Jan Wehner🔸 comments on Will we get automated alignment research before an AI Takeoff?

Jan Wehner🔸 24 Jan 2026 11:04 UTC
3 points
0 ∶ 0
Thanks for the input!
On Scheming: I actually don’t think scheming risk is the most important factor. Even removing it completely doesn’t change my final conclusion. I agree that a bimodal distribution with scheming/non-scheming would be appropriate for a more sophisticated model. I just ended up lowering the weight I assign to the scheming factor (by half) to take into account that I am not sure whether scheming will/won’t be an issue.
In my analysis, the ability to get good feedback signals/success criteria is the factor that moves me the most to thinking that capabilities get sped up before safety.
On Task length: You have more visibility into this, so I’m happy to defer. But I’d love to hear more about why you think tasks in capabilities research have longer task lengths. Is it because you have to run large evals or do pre-training runs? Do you think this argument applies to all areas of capabilities research?

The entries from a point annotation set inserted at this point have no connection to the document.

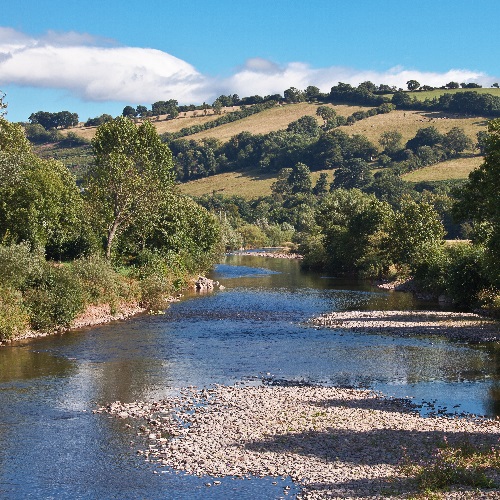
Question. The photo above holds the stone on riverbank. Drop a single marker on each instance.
(336, 443)
(467, 327)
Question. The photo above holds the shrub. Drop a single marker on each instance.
(55, 299)
(101, 284)
(13, 316)
(19, 265)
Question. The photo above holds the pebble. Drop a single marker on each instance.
(332, 442)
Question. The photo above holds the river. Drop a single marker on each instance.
(253, 331)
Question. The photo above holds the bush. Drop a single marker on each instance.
(19, 265)
(13, 315)
(101, 284)
(55, 299)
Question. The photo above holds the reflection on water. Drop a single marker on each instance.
(255, 328)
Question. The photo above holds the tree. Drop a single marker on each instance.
(39, 200)
(294, 95)
(390, 140)
(426, 136)
(3, 104)
(354, 173)
(413, 231)
(479, 199)
(455, 141)
(312, 93)
(129, 111)
(300, 179)
(412, 85)
(131, 175)
(321, 187)
(328, 114)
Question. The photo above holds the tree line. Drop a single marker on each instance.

- Rohin Shah 24 Jan 2026 15:19 UTC
  12 points
  1 ∶ 0
  Parent
  Oh sorry, I missed the weights on the factors, and thought you were taking an unweighted average.
  Is it because you have to run large evals or do pre-training runs? Do you think this argument applies to all areas of capabilities research?
  All tasks in capabilities are ultimately trying to optimize the capability-cost frontier, which usually benefits from measuring capability.
  If you have an AI that will do well at most tasks you give it that take (say) a week, then you have the problem that the naive way of evaluating the AI (run it on some difficult tasks and see how well it does) now takes a very long time to give you useful signal. So you now have two options:
  1. Just run the naive evaluation and put in a lot of effort to make it faster.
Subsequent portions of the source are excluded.